Friday, November 20, 2015

Lemon Chicken Soup

 For cool fall days not much beats a pot of homemade soup to warm you to your core. This week is one that called out for something hot, soothing and delicious, so Lemon Chicken Soup is what I cooked up for the family.

Lemon Chicken Soup
8 cups of homemade chicken broth is best or substitute with store bought
2 cup Orzo
3 cups shredded chicken
2 - 3 lemons for juice and jest
3 large eggs
salt and pepper to taste
Parboil one whole chicken and shred or pick up a precooked rotisserie chicken at the grocery. You will use approximately three cups of shredded chicken.
Pour eight cups of chicken broth into a large pot and let come to a boil.  Add two cups of  Orzo and allow to cook for about five minutes.  Reduce heat to simmer and add the shredded chicken to your pot.  In a separate bowl break open three large eggs and whisk.  Juice 2 - 3 lemons (remove any seeds) and add to the eggs and whisk mixture together.  Reserve some of the lemon zest from the lemons to add to the soup.  Temper your whisked eggs by taking one cup of the hot chicken broth and add it slowly to your egg and lemon mixture a little bit at a time whisking as you add the hot liquid.  Now you can slowly add your eggs to the pot of soup.  Allow to simmer for about 25 - 30 minutes.  Salt and pepper to taste.

 Enjoy your hearty bowl of lemon chicken soup!

What is your favorite soup?

Monday, November 2, 2015

Chicken Mull - A Southern Favorite Comfort Food

Graphic Courtesy of FPTFY
When I was a child we lived in the city and most of my father's birth family lived in the country.  They lived a couple of hours away but we visited often.  I loved going to my uncle Ed's and aunt Ethel's house around meal time because my aunt Ethel was a wonderful southern country cook and you were bound to be fed delightful, made from scratch, home cooked meals.

I giggle when I recall how she would busily, but happily, be running all around in the kitchen and would bring out about every pot, pan and dish she owned in preparation for her feasts.  There would be multiple runs to the root cellar and to the pantry, which was filled with her home grown and home canned fruits and vegetables. She was delightful!

Cast iron or stainless steel pots and pans and skillets filled her kitchen.  And her kitchen cabinets held mostly common ironstone dinnerware.  She had no fine china or silverware.  But every inch of her home was filled with love and her kitchen was filled with the best home cooked food you would ever want to put in your mouth.  And when you were there you knew you would not leave hungry!  

Most of the rest of my father's family lived near to my aunt and uncle and sometimes they would all just gather there when we came to visit. Come mealtime all of the women folk would gather in her huge country kitchen to help prepare the meal. It was a wonderful time in the kitchen and some of my fondest memories of my father's family were made right there in my aunt Ethel's kitchen. 
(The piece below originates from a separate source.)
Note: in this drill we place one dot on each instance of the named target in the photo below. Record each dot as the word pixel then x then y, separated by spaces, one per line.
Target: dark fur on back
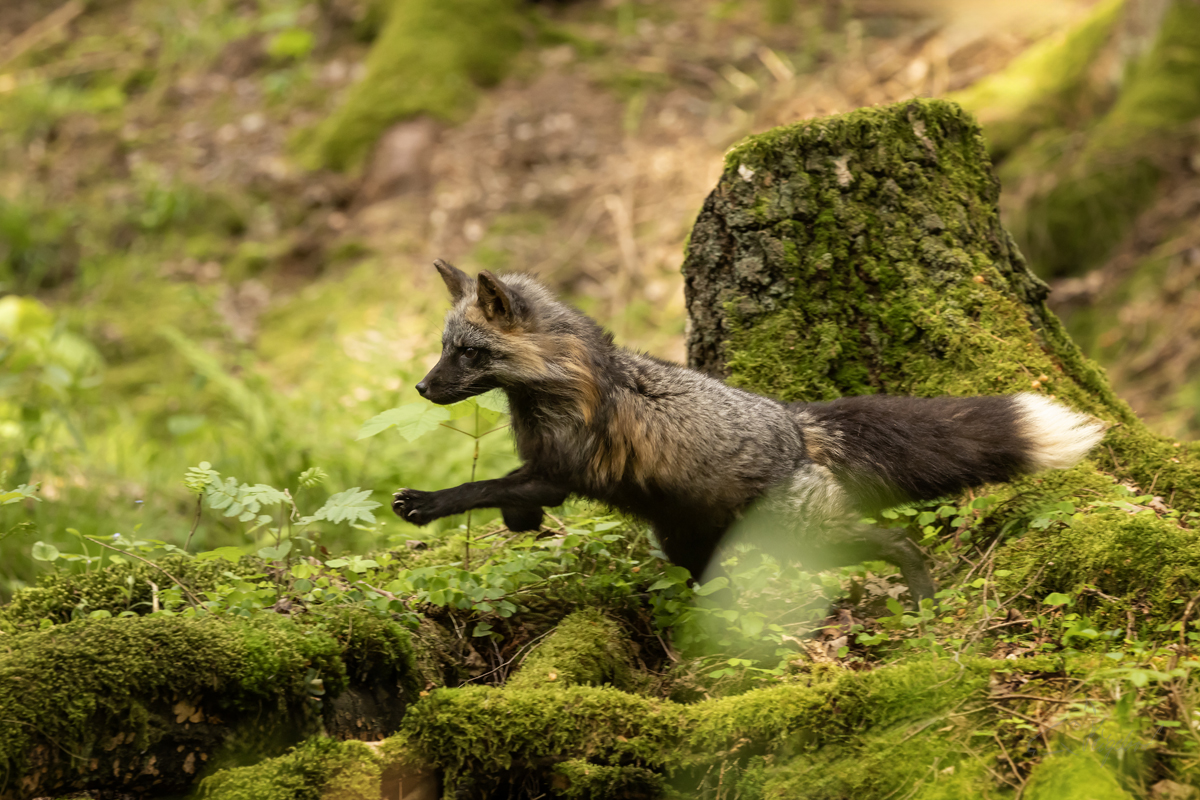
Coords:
pixel 690 455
One of my favorite dishes that my aunt Ethel made was a dish called Chicken Mull.  I know that this is a southern dish and many of you may have never heard of it.  I also know the name of this dish is not a very appetizing sounding kind of name!  But it is a really good and satisfying and is a simple dish with not a lot of ingredients.  It's a family favorite comfort food for a cool weather, snuggle up kind of day. 

my version of my aunt Ethel's chicken mull
Ingredient list:
1 whole chicken (cooked and shredded) and the liquid that you cooked your chicken in
1 12 ounce can of evaporated milk
12 - 16 ounces of whole milk
if more liquid is needed add an additional quart of homemade or store brand chicken broth
2 tablespoons of butter or margarine
1 - 2 stacks or sleeves of saltine crackers
Salt and Pepper to taste
In a large pot cover one whole chicken with cold water and add some salt and pepper and cook until tender.  Once the chicken is done and fall off the bone tender, remove it from the pot and place it  on a plate.  Save the liquids left from cooking the chicken.  Allow the chicken to cool enough to handle so that you can remove the chicken and shred it.   Once shredded, place the chicken back in the pot
and add 2 tablespoons of butter or margarine, and if needed add a quart of homemade or store bought chicken broth, a 12 ounce can of evaporated milk and 12 to 16 ounces of whole milk.  Allow to come to a rolling boil.  Once a rolling boil has happened, take your stack (or two) of saltine crackers and break them up and add them to your pot.  Allow to boil for just a few minutes and then turn down to low heat allowing the crackers to cook a bit and absorb some liquid into them.  Season to your taste with salt and pepper. 
This recipe is very forgiving.  If you want it thicker add more saltines or less liquid.  Want it not so thick?  Just add more liquid.